Corona-Lage in anderen Metropolen (IV): Bus und Bahn nur für Wenige
Keine Kultur mehr in Buenos Aires: Seit acht Monaten sind Theater, Varietés, Kinos und Tangoshows geschlossen. Auch viele Geschäfte mussten aufgeben.
Weltweit kämpfen Metropolen gegen das Virus. Manchmal ist der Umgang mit der Pandemie erstaunlich ähnlich wie hier, oft gibt es überraschende Unterschiede. Die taz.berlin wirft einen Blick über den heimischen Lockdown hinaus nach anderswo.
Buenos Aires taz | Normalerweise steigt am ersten Samstag im November in Buenos Aires die „Lange Nacht der Museen“. Doch wie alle Veranstaltungen mit viel Publikum fiel die Museumsnacht in diesem Jahr dem Coronavirus zum Opfer. 2004 hatte Berlins Partnerstadt am Río de la Plata das Event mit stets wachsendem Erfolg übernommen. Als Trostpflaster ließen 50 Museen auf ihren Gebäudefassaden Lichteffekte erstrahlen. Wer es sich anschaute, tat es mit der obligatorischen Schutzmaske, kam zu Fuß oder – wie neuerdings viele – mit dem Fahrrad.

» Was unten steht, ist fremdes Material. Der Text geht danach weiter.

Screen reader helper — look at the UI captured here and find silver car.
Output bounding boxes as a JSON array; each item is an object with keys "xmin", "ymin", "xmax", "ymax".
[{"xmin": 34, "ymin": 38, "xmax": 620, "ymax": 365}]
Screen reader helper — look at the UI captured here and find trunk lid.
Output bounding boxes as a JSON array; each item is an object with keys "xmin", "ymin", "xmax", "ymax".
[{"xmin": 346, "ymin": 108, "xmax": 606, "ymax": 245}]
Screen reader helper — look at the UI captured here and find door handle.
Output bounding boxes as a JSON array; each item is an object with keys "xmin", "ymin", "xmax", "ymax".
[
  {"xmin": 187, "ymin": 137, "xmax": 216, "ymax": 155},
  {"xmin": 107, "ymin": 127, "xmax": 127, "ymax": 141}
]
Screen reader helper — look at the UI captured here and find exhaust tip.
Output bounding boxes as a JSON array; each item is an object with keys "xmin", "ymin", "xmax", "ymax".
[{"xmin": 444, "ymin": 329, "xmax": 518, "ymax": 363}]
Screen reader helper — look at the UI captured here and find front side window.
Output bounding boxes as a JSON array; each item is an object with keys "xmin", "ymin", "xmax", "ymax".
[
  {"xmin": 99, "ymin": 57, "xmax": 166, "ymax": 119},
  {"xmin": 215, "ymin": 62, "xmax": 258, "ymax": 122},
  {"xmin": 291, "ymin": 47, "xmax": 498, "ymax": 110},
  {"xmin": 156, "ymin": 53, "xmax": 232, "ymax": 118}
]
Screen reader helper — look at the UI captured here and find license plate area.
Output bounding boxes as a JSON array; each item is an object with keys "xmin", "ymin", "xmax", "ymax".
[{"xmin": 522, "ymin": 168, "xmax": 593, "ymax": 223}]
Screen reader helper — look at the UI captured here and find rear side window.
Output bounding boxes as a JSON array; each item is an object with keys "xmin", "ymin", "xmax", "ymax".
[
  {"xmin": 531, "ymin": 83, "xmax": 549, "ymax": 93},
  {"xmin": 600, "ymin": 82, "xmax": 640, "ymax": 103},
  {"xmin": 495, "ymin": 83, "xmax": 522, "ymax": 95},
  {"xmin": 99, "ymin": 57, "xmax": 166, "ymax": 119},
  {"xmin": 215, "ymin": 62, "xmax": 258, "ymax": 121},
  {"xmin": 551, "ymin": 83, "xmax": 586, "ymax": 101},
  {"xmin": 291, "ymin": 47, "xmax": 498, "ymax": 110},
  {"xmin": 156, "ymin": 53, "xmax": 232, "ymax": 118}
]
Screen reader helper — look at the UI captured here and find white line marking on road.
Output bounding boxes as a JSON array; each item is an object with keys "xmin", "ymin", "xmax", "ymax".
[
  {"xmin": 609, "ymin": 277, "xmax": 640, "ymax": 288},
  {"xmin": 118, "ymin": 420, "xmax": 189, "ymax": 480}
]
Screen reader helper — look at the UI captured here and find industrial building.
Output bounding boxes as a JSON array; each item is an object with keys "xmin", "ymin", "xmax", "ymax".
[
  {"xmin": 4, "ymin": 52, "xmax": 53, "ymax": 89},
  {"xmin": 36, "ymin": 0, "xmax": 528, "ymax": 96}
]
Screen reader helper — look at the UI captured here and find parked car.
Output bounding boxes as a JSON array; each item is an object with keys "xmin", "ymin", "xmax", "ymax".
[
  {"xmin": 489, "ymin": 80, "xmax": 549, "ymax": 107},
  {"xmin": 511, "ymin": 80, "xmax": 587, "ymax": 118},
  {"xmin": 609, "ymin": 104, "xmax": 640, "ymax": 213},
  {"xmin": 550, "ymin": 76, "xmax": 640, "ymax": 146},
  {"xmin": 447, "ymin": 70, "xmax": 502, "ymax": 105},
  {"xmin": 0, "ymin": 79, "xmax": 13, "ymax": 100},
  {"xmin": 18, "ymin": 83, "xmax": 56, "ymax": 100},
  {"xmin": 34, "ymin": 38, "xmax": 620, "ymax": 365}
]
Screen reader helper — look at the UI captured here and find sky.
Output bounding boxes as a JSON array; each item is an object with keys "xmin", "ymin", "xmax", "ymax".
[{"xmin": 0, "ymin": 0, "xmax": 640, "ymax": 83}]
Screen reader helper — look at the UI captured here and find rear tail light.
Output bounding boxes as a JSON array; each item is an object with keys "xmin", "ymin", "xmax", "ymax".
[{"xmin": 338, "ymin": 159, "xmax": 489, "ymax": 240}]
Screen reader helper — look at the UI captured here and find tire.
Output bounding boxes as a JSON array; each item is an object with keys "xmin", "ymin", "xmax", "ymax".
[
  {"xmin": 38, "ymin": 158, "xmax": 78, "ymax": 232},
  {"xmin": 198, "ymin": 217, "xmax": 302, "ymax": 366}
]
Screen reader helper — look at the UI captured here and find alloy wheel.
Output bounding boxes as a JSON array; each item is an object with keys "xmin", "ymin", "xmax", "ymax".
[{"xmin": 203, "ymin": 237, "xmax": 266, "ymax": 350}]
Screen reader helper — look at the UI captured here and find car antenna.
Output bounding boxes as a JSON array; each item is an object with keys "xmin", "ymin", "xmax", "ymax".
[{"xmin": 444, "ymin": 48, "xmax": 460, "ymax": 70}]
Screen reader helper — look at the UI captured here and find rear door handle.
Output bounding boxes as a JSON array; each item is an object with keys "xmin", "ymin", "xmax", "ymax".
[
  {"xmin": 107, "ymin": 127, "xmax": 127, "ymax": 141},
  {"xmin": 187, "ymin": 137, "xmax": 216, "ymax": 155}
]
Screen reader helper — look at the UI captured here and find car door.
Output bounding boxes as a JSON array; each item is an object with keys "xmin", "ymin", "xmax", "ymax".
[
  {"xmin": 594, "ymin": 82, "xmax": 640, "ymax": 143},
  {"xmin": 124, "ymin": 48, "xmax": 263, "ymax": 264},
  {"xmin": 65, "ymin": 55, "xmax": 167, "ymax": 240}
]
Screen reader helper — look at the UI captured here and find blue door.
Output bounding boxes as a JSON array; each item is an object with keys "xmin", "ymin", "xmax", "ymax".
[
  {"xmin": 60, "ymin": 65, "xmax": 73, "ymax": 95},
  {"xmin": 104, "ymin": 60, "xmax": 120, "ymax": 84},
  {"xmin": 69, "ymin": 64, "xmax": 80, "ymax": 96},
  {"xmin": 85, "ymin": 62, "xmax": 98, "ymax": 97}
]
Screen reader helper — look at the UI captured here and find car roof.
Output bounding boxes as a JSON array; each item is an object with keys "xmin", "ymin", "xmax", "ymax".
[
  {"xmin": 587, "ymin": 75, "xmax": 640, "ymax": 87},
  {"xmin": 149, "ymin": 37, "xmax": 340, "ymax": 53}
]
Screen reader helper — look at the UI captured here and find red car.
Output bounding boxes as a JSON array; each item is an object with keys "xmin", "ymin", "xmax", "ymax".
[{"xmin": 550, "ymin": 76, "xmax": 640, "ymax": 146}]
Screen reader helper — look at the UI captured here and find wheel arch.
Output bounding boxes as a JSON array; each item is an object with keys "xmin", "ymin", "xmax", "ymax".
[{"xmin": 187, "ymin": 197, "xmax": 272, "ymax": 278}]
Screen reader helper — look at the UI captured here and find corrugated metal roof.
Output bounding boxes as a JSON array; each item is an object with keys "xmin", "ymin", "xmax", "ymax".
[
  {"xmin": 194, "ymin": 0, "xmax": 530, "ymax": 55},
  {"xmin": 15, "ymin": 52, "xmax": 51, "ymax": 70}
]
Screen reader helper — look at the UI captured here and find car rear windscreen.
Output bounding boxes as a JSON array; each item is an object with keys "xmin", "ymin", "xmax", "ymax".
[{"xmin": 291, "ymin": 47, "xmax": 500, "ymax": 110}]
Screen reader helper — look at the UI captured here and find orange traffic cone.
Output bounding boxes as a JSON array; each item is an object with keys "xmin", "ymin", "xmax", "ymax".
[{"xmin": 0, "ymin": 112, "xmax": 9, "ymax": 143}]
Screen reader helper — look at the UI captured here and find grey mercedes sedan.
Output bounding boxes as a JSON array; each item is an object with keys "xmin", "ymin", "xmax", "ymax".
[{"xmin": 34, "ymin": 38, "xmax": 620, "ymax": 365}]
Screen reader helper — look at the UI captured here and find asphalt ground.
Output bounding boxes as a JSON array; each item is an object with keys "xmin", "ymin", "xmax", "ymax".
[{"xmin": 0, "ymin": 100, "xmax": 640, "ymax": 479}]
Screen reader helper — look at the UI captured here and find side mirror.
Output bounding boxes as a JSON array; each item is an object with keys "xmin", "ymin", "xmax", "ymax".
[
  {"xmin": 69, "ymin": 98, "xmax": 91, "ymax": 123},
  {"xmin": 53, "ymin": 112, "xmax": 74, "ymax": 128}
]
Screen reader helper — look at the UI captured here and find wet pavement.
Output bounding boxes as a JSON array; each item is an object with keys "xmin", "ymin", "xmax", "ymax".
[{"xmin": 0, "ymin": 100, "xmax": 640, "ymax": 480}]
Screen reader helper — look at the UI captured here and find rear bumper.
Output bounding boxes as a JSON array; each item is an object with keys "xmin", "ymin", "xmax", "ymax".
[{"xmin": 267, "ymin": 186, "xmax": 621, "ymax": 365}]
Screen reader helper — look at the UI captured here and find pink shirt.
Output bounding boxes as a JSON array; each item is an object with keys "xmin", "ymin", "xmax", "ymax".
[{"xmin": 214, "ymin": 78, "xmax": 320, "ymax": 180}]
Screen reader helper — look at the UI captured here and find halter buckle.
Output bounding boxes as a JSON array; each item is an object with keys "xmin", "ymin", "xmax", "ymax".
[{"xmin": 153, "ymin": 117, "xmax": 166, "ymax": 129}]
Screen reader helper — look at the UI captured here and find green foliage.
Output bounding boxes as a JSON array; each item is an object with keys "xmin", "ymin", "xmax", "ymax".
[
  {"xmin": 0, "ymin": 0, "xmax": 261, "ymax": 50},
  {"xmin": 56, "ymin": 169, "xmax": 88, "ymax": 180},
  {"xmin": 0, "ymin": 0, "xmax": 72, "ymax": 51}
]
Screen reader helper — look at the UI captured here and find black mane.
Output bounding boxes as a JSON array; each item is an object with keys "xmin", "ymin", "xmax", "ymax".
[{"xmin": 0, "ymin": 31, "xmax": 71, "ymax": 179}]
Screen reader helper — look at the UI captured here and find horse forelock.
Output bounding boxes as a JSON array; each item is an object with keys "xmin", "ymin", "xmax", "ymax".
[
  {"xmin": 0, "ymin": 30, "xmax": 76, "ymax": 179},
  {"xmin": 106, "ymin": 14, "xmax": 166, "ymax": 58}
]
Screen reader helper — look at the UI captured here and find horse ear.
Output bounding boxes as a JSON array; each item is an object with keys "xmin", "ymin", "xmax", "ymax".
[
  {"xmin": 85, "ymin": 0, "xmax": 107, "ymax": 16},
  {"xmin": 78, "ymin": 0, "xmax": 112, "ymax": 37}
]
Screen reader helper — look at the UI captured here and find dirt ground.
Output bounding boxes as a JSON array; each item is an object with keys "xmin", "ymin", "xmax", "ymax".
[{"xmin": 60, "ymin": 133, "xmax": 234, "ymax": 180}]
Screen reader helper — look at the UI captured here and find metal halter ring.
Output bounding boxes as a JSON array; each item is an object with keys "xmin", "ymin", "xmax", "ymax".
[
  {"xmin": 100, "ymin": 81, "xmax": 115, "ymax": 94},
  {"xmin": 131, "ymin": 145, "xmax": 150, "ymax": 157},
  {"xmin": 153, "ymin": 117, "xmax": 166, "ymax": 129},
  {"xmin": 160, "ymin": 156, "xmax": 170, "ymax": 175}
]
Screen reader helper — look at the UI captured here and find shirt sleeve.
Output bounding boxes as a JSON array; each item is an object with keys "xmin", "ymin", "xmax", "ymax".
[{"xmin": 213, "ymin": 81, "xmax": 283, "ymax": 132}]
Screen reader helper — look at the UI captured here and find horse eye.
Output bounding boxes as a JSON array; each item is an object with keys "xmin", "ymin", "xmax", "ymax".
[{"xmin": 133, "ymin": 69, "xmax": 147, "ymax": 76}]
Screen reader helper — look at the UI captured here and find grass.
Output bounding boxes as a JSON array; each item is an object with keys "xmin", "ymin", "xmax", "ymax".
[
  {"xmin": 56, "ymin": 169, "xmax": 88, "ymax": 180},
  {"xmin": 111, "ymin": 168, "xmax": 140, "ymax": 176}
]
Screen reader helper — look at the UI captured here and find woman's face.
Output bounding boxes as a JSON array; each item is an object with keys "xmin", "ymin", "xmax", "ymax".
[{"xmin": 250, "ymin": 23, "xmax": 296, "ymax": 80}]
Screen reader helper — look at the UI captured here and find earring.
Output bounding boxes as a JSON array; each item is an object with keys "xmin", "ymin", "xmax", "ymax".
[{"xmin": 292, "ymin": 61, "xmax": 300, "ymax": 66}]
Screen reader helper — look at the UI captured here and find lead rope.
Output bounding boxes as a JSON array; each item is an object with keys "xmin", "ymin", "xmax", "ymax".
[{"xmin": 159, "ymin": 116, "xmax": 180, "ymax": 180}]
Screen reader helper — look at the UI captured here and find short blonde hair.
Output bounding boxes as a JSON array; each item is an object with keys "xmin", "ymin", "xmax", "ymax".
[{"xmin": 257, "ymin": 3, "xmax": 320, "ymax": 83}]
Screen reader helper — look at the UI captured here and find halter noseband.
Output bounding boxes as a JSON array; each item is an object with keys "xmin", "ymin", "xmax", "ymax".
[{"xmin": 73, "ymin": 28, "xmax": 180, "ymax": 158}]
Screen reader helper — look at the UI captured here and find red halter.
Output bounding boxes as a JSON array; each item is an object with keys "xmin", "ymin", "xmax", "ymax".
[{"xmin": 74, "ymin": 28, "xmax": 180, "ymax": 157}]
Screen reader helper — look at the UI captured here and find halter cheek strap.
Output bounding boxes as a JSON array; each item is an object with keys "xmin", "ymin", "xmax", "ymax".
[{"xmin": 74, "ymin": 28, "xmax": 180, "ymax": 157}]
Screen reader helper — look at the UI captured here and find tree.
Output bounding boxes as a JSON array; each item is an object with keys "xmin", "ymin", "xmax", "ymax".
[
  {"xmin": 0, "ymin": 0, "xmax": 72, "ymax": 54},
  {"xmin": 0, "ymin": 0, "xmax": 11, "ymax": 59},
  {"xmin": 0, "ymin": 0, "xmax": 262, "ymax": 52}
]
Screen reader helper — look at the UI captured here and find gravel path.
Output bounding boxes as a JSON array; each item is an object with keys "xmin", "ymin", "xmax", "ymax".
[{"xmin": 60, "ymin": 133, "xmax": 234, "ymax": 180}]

Im März hatte Präsident Alberto Fernández die Grenzen schließen lassen. Nur Tage später stellte er das Land unter strenge Quarantäne. Lange waren die Hauptstadt und ihr Großraum der Hotspot des Virus. Von Juli bis September pendelte die Zahl der täglich Neuinfizierten in Buenos Aires zwischen 1.000 und 1.500. Am höchsten waren die Infektionszahlen in den Armenvierteln. Von den bisher 36.000 landesweit registrierten Todesfällen stammen 5.450 aus der Hauptstadt. Inzwischen hat sich die Lage entspannt. Am Dienstag wurden nur 436 Neuinfektionen aus Buenos Aires gemeldet.
Wie sehr gerade die Innenstadt leidet, zeigt sich in der Avenida Corrientes, dem Broadway von Buenos Aires. Seit acht Monaten sind Theater, Varietés, Kinos und Tangoshows geschlossen. Die Buchläden entlang der Corrientes kämpfen ums Überleben. „Vor der Quarantäne habe ich 70 Prozent meines Umsatzes mit dem Theaterpublikum gemacht“, so ein Buchhändler. Seit dem Wochenende sind Theatervorstellungen wieder erlaubt, wenn auch nur mit maximal 30 Prozent der möglichen Zuschauer*innen.
Der Kulturbetrieb ist für die Drei-Millionen-Metropole so wichtig wie der Tourismus – und wie die Tausenden von Angestellten in den Büros der Verwaltungen und Ministerien, Banken und Versicherungen, die morgens an Werktagen mit U-, S-Bahn und Bus ein- und abends wieder auspendeln. Obwohl inzwischen sehr vieles gelockert ist, dürfen nur die Beschäftigten der so genannten essenziellen Berufe in die öffentlichen Verkehrsmittel einsteigen.
Viele „Zu vermieten“-Schilder
Verwaist ist auch die Straße Florida, Herzstück der Fußgänger*innenzone. Wo sonst massenhaft Tourist*innen flanieren, Mitbringsel kaufen und Dollar oder Euro bei ambulanten Geldwechslern tauschen, herrscht seit der Grenzschließung die Leere. An jeder dritten Ladentür hängt ein „Zu vermieten“-Schild. Zwar dürfen wieder begrenzt Tourist*innen ins Land. Von einer Wiederbelebung ist noch nichts zu merken.
Auch die Hotelbranche leidet. Die Stadtregierung hatte fünfzig Hotels für die Quarantäne für Rückreisende angemietet. Für immer geschlossen hat das Hotel BAUEN, das einstige Aushängeschild der Bewegung der „Empresas Recuperadas“ – jener Unternehmen, die von den Belegschaften in Selbstverwaltung übernommen wurden. Die Hotelkooperative BAUEN hat die Folgen des Virus nicht überlebt. „17 Jahre haben wir allen Widrigkeiten getrotzt und sie überwunden. Wir haben mit Freude gekämpft und sind dankbar, diese kollektive Leidenschaft erfahren zu haben“, schrieb die Belegschaft zum Abschied.